Indianapolis-based Hodei Technology is bringing Glass to hospitals in two different ways: as a tool for surgeons to teach, communicate, and collaborate (via a product called Ikasi) and, via a product called Gemini, as a new kind of telemedicine, which CEO Guy Mascaro describes as "first person point-of-view telepresence”.

“With us, we’re hands free,” Mascaro told MobiHealthNews. “The Gemini unit can also stream [visual data from a] fluoroscope or ultrasound or derm wand or otoscope. And that’s what other telemedicine equipment can do, but everything else is either cart-based or you have to hold it — like an iPhone, an iPad, or a computer. So you never really get that first person point of view. So the fact that we’re hands free and you see through the eyes of the individual you are coaching, mentoring, or directing is really what the difference is all about.”

Ikasi is being deployed in surgical centers in the US, largely as a training tool, but also to facilitate surgical collaborations. In one example Mascaro gave, a cardiothoracic surgeon, watching in first person as an interventional cardiologist performed a surgery, noticed a shadow on the X-Ray that the operating surgeon didn’t catch.

“He was able to take that image, blow it up, and send it back to the OR,” Mascaro said. “These two colleagues were able to collaborate on the case, and the surgeon doing the work had a perspective he might not have had.”

Gemini, on the other hand, is mostly being deployed in Canada at present, where there is both a large rural population and a single-payer health system.

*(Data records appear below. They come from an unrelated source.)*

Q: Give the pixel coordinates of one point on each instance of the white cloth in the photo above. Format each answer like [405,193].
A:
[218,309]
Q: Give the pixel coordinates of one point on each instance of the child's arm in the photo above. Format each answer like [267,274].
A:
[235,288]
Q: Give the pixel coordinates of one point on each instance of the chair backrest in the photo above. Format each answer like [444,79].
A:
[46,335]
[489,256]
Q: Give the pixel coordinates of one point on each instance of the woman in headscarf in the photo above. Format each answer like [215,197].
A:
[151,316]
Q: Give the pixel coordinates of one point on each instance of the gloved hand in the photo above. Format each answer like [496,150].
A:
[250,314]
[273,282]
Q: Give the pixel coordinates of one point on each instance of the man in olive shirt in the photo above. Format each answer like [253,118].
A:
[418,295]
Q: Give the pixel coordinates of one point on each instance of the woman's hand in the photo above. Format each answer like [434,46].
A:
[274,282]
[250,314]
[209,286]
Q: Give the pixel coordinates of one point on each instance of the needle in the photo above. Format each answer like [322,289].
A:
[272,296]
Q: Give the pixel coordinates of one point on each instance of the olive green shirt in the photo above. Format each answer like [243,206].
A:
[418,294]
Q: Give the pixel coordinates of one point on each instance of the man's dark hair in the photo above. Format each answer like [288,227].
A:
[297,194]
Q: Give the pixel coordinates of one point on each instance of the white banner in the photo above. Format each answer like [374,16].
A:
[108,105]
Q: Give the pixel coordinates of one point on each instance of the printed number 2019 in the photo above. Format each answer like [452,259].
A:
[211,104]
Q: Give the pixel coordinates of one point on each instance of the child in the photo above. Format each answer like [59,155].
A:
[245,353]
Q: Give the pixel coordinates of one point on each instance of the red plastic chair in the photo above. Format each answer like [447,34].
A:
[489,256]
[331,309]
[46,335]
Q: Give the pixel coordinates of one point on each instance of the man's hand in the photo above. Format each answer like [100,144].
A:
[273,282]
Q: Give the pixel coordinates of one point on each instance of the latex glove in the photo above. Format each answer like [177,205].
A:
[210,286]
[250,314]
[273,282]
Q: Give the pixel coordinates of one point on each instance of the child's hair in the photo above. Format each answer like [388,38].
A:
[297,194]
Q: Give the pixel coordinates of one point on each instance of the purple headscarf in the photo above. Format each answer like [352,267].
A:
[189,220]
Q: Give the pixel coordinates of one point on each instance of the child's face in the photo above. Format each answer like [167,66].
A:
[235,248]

“We just started to go to Canada and to countries right now where it is a single payer environment,” Mascaro said. “And the reason is that they understand from a value perspective what our technology can do for them. Because they spend 30 to 80 million dollars per province transporting patients for care. … With technology like ours, they can potentially reduce that transport need by close to 70 percent, so you can imagine dollar-wise what that means to them. And they can deliver potentially better quality of care in these remote or rural areas.”

The company has been working to improve the platform’s picture quality, battery life, and user-friendliness. So although it’s built on Google Glass, the platform is more advanced than the 2014 consumer model most people are familiar with.

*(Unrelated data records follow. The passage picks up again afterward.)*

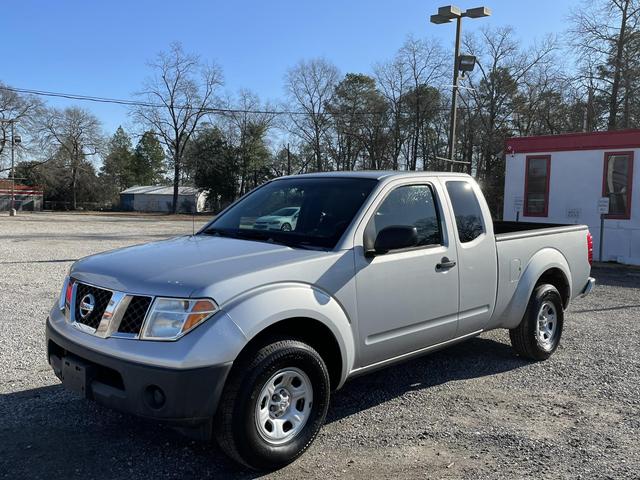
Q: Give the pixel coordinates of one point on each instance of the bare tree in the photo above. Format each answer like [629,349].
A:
[310,86]
[247,117]
[176,98]
[393,81]
[74,135]
[23,111]
[602,32]
[424,62]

“I think one of the things that we’ve done very well is, between what we’ve been able to do with the hardware and the software — with the wearable, on the equipment, on our platform, on the compression algorithms — we’ve created a very true realtime virtual telepresence solution which then allows a low barrier entry,” Mascaro said, adding that their goal is to be usable by nurses and doctors who aren’t especially tech-savvy.

Hodei Technologies wants to see the use of their Glass-based telemedicine platform extend from covering rural areas to a range of other use cases.

“A remote rural care isn’t always the wilds of Appalachia or the southwest or northern Canada,” Mascaro said. “You could think about using it in prisons, longterm care facilities, and even home care eventually, where the spouse is now the caregiver, for everything from Alzheimers to wound care, you name it.”